We learned that we were able to improve our health checks. We found out that — obviously I've already talked about the retries — and were not calibrated correctly. So every time you make a change, you have to go back and keep running this. But the idea is that, you know, after you're done kind of running these — sort of calibrating with this tooling — you are able to have a much more healthy response and series of mechanisms to keep you up and running.

So at Capital One — it's funny that like a lot of incidents, high severity incidents come through latency, right? So it's been interesting to continue to build this. But for me — I know when I've built something valuable when engineers come to me wanting to use it, right? Engineers really, really use this predominantly for the retries, the fallbacks, the failovers — those kind of mechanisms — 'cause they don't have any other way of getting feedback. Connection pooling is also something that recently has been interesting to use this for.

So anyway — we're on track to go from hundreds to millions of chaos experiments with this methodology. We still do the traditional approach of chaos engineering — your Chaos Monkey types of things. You are injecting 5XX errors to force the failover to the other region. We learn lots of things.

A couple other interesting aspects to this — is that this may be a valid way for testing third parties, because all I'm introducing is degraded internet. I'm not violating an SLA — the degraded internet's there, it's happening randomly anyway. It's a great way to sort of test for third-party SaaS agents running your environment — that your third-party dependencies, just to make sure that when latency comes from them, you're calibrated correctly to respond. And you have the adaptive capacity to do that. That's an area I plan on exploring more with this.

But yeah — in short, that is all she wrote.

This stuff's hard, guys. You know, there is no — there's not a lot of tooling in resilience. You know, there's a lot of practices. And, you know, my passion is to bring tooling and capabilities to help humans. These things — our systems are large, they're complex. It's not getting any better with generative AI. It's getting even larger. We kind of skipped over this complexity issue. I think generative AI obviously has a role somewhere in here to help.

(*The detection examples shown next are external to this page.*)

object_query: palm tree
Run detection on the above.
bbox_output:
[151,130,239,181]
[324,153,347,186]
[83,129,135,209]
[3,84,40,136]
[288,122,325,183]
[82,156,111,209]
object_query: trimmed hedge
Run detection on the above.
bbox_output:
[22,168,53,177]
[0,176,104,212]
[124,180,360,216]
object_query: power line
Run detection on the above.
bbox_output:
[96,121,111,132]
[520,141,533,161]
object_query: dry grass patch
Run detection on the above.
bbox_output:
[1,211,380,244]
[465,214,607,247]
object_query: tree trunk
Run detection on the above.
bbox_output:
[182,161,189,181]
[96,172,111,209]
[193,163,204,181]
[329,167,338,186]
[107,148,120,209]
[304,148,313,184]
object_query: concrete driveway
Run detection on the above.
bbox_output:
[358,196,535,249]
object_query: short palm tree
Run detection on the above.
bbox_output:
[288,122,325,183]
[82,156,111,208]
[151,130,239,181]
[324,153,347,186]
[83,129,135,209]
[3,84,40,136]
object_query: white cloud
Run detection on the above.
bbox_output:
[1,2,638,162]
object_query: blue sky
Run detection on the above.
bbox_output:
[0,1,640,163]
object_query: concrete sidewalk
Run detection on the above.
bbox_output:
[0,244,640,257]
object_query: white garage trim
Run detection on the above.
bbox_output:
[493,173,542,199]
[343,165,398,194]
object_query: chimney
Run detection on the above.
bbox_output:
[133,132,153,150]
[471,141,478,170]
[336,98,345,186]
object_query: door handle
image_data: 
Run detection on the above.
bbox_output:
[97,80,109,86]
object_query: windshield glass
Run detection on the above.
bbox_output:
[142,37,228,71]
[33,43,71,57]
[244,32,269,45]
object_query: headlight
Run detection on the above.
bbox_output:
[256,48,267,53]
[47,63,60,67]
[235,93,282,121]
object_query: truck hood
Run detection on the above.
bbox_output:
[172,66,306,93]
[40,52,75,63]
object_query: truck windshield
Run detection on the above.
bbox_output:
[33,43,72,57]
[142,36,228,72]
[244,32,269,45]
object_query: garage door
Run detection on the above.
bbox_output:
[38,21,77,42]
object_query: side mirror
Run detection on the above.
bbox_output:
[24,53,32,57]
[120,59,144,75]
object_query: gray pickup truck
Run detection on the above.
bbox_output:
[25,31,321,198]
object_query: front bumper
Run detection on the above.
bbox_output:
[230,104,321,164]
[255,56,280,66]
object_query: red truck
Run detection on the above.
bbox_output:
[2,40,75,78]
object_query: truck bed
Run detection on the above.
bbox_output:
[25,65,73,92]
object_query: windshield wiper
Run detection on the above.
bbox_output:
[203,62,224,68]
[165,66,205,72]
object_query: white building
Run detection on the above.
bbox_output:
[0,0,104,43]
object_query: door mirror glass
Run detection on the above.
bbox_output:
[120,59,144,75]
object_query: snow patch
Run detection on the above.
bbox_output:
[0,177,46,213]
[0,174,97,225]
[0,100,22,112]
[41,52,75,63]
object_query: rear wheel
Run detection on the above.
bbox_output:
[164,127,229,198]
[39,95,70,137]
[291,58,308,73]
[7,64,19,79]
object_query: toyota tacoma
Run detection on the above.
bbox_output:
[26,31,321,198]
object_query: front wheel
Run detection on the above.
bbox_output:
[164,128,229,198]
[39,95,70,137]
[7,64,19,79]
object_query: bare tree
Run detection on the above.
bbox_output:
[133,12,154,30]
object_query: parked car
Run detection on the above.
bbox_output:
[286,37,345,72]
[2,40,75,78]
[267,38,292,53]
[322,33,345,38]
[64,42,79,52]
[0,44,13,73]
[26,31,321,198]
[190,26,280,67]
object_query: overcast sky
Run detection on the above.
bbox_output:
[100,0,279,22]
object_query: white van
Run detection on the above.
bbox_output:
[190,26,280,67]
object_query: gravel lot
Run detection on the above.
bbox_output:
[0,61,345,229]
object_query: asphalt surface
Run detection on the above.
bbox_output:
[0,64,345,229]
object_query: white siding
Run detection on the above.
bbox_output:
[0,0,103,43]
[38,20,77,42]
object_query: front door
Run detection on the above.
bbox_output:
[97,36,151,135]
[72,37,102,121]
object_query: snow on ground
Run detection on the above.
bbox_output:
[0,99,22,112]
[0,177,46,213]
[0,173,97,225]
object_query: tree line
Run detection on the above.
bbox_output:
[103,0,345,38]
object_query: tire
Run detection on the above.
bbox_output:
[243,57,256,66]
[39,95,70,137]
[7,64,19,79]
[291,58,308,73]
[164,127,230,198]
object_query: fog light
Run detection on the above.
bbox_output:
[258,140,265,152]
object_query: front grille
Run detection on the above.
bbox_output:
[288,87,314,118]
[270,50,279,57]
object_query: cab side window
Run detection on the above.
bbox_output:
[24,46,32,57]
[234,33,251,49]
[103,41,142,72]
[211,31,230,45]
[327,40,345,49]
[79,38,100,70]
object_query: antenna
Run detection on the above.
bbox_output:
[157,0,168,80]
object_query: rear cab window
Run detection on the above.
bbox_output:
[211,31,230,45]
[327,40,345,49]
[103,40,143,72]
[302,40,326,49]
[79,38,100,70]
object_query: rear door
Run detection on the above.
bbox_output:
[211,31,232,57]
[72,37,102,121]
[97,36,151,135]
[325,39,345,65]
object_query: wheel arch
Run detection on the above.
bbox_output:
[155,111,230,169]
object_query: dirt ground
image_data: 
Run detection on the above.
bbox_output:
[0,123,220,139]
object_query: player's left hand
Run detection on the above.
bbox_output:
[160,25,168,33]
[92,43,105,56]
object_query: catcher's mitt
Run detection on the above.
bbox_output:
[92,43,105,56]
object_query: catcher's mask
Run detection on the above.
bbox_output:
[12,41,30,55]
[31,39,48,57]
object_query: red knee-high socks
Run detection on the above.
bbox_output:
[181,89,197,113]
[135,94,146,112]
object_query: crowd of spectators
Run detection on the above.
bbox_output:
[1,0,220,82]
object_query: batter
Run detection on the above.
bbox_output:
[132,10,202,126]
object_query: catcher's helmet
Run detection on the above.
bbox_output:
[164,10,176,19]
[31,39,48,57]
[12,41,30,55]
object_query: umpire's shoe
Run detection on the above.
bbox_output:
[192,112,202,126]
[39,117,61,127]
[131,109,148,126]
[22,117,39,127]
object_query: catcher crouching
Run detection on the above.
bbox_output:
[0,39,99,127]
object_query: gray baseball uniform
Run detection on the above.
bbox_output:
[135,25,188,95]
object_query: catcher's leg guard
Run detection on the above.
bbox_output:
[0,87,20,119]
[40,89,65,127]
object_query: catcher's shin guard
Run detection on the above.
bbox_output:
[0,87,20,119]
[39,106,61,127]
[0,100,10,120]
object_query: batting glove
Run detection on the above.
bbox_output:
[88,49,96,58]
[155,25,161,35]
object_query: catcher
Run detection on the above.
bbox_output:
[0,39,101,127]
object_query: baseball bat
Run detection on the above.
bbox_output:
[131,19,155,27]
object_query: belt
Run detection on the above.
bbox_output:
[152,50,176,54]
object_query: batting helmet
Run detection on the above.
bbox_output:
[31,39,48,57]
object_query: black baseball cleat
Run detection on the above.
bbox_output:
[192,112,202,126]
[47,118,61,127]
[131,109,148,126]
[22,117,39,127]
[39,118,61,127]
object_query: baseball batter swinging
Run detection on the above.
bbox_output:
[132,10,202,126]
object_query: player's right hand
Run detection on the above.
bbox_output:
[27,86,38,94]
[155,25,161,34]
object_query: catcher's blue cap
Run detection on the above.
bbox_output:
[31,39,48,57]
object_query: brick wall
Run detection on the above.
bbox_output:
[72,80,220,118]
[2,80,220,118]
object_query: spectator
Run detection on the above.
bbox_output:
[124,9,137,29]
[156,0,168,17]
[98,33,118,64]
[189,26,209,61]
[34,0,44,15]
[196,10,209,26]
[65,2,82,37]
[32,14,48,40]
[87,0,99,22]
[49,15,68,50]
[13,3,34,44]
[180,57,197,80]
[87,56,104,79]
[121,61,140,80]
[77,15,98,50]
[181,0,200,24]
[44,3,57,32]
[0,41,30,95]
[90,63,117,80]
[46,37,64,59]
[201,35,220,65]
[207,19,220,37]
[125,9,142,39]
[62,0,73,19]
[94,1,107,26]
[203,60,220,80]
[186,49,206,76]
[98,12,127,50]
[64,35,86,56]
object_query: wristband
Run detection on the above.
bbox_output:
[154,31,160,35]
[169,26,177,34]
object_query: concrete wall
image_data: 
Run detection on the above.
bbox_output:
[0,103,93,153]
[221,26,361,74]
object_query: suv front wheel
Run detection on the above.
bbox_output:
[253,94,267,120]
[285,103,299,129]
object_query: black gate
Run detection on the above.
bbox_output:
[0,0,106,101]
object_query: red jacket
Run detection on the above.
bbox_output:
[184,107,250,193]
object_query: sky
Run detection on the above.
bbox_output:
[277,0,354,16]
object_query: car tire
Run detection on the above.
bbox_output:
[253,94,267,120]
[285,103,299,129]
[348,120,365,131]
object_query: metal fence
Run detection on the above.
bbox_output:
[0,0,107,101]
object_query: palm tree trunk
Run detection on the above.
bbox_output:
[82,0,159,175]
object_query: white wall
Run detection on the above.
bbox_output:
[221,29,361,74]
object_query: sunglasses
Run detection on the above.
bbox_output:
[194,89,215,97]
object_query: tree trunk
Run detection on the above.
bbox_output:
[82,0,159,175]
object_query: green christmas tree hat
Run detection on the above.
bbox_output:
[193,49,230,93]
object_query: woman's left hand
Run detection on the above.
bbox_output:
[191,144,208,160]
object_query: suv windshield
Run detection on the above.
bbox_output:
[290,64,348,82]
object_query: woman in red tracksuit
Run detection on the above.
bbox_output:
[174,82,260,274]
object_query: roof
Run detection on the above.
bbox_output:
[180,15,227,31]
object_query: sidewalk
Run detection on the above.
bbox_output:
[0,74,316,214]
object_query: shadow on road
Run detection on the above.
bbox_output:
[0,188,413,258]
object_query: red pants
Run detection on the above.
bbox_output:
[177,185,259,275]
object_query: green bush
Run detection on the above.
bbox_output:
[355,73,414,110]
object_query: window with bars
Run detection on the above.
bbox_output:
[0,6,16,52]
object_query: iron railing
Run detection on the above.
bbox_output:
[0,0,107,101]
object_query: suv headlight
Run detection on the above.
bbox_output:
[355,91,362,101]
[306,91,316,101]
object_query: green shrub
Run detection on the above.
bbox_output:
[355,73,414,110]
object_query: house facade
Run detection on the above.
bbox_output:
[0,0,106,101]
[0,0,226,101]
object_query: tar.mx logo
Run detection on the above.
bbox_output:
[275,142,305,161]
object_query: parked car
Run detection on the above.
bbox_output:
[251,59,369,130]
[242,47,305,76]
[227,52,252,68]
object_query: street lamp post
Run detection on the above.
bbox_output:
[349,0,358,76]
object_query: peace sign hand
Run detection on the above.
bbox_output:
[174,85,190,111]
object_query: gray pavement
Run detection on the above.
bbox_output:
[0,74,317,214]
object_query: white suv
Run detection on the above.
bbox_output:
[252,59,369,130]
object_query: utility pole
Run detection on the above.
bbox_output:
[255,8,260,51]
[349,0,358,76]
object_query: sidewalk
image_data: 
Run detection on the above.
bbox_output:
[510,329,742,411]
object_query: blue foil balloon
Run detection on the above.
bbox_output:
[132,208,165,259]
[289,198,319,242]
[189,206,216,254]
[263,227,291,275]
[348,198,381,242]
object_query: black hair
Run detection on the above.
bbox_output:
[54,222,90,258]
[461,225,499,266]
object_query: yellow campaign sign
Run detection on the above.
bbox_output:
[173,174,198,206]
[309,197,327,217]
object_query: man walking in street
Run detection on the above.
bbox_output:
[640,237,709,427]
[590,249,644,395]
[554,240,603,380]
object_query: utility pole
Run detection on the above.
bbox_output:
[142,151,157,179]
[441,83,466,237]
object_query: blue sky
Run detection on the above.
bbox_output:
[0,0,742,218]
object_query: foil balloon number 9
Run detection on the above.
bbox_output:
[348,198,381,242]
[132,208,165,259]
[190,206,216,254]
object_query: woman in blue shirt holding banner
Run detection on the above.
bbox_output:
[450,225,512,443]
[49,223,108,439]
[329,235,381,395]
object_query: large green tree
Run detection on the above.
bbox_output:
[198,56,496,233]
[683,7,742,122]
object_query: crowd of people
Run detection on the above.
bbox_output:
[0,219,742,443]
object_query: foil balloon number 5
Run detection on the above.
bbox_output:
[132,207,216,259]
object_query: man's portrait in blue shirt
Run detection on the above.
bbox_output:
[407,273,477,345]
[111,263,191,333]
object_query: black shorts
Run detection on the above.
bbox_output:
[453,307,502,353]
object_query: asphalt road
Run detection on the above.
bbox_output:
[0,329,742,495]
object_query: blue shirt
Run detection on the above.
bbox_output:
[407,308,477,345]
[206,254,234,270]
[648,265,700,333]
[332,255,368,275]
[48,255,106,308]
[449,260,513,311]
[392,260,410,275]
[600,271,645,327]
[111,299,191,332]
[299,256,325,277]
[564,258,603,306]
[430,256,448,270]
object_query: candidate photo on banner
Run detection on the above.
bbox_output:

One of the issues I'm struggling with too is like — I don't know if John Willis is here. John was at my talking in Europe a couple months ago. Is that, Aaron, there's value in this data you're generating. I just don't know how to abstract the insights, because right now, currently, it's a bunch of 5XX and 2XX charts for regions and AZs. It takes an SRE or a full-stack kind of senior engineer to read it. You know, the idea is that people take that data and give them feedback on those mechanisms we talked about — insights, you know, which can be tough. So.